Grabado de Arturo García Bustos
Hace ochenta años, Guatemala se sacudió el polvo de siglos. Era el inicio de una Revolución, una de esas con R mayúscula. En su esencia, la Revolución de Octubre de 1944 fue una utopía encarnada, un esfuerzo febril por darle un nuevo rostro a un país ahogado en la opresión. Pero, ochenta años después, el panorama social y político invita a una pregunta ineludible: ¿cuál es el legado real de esa Revolución? Para responder, necesitamos una lente compleja, una mirada que trascienda la nostalgia y nos permita ver las raíces profundas de una estructura que apenas ha cambiado.
Las revoluciones no logran transformar realmente una sociedad si solo cambian la superficie, las figuras en el poder, mientras las estructuras profundas permanecen intactas. Guatemala, a menudo, es una ilustración dolorosa de esta premisa. Sí, se derrumbaron las fachadas de un sistema oligárquico y surgieron voces nuevas, pero las estructuras de dominación —cultural, económica y simbólica— siguen moldeando nuestra vida cotidiana, manteniendo a la mayoría en el margen. La educación, la justicia y la representación política siguen siendo accesibles, principalmente, para quienes pueden codificar y descifrar las reglas de juego no declaradas.
Quizás ahí Frantz Fanon nos ayude a comprender cómo las huellas de ese pasado no solo persisten, sino que se enraízan con cada generación que viene. La estructura socioeconómica y racial de Guatemala ha permanecido colonizada por la lógica de la exclusión. El campesino, el indígena, el obrero urbano: siguen siendo sujetos de un sistema que los margina y que utiliza su imagen solo para narrativas heroicas del pasado, sin dejarles un lugar de poder en el presente. Ochenta años después, las desigualdades se han sofisticado, pero no desaparecido. En un país donde lo indígena sigue siendo subalterno, la verdadera liberación está incompleta.
Houria Bouteldja, tan incisiva como comprometida, nos ofrece una crítica radical desde la perspectiva del “rencor” de los excluidos, un rencor legítimo y justificado. Guatemala es un país de resentimientos ocultos, de heridas que se maquillan con discursos de reconciliación que nunca llegan a las raíces. Bouteldja, que observa la relación colonial y poscolonial con una perspectiva desde el sur global, nos habla de una lealtad profunda con los propios, con la comunidad y con las tradiciones que no necesitan la validación del Estado, ni mucho menos de la élite. En Guatemala, la herencia revolucionaria está cargada de ese rencor, un sentimiento acumulado entre quienes vieron las promesas rotas y sus esperanzas traicionadas. Bouteldja diría que el resentimiento no es el problema: el problema es no escuchar su mensaje.

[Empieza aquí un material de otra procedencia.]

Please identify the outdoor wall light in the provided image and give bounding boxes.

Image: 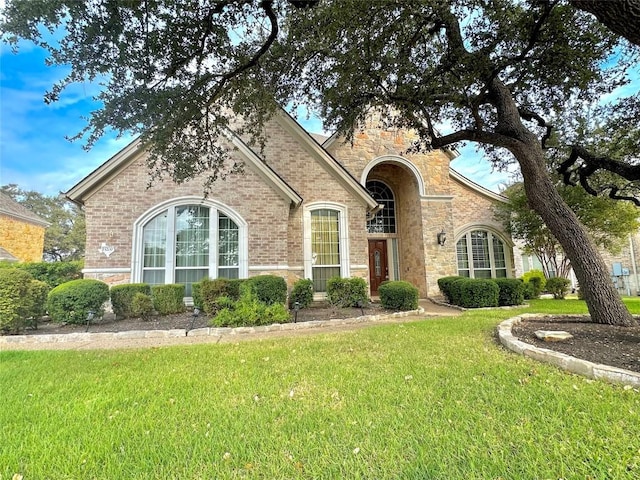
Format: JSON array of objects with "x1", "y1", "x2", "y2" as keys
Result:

A través de Guzmán-Böckler, entendemos que la Revolución de 1944 tenía que haber sido, antes que cualquier cosa, un reconocimiento de las identidades indígenas y populares. Pero el Estado, secuestrado por los intereses de una minoría, sigue definiendo lo nacional en términos de conveniencia y homogeneización forzada, invisibilizando a las mayorías.
Ochenta años después, la Revolución de Octubre es un espectro que vaga entre nosotros. No se trata de descalificarla ni de romantizarla, sino de aceptar su naturaleza incompleta. Fanon, Bouteldja y Guzmán-Böckler nos recuerdan que los cambios verdaderos no solo se legislan ni se celebran; se sostienen y se profundizan. Hoy, la herencia revolucionaria está en los barrios populares, en las comunidades indígenas, en el campesinado, en todas las personas que siguen luchando para que la promesa de octubre se cumpla. El desafío es claro: honrar la historia significa cuestionarla, incomodarla y, en última instancia, terminar la obra que nunca fue completada.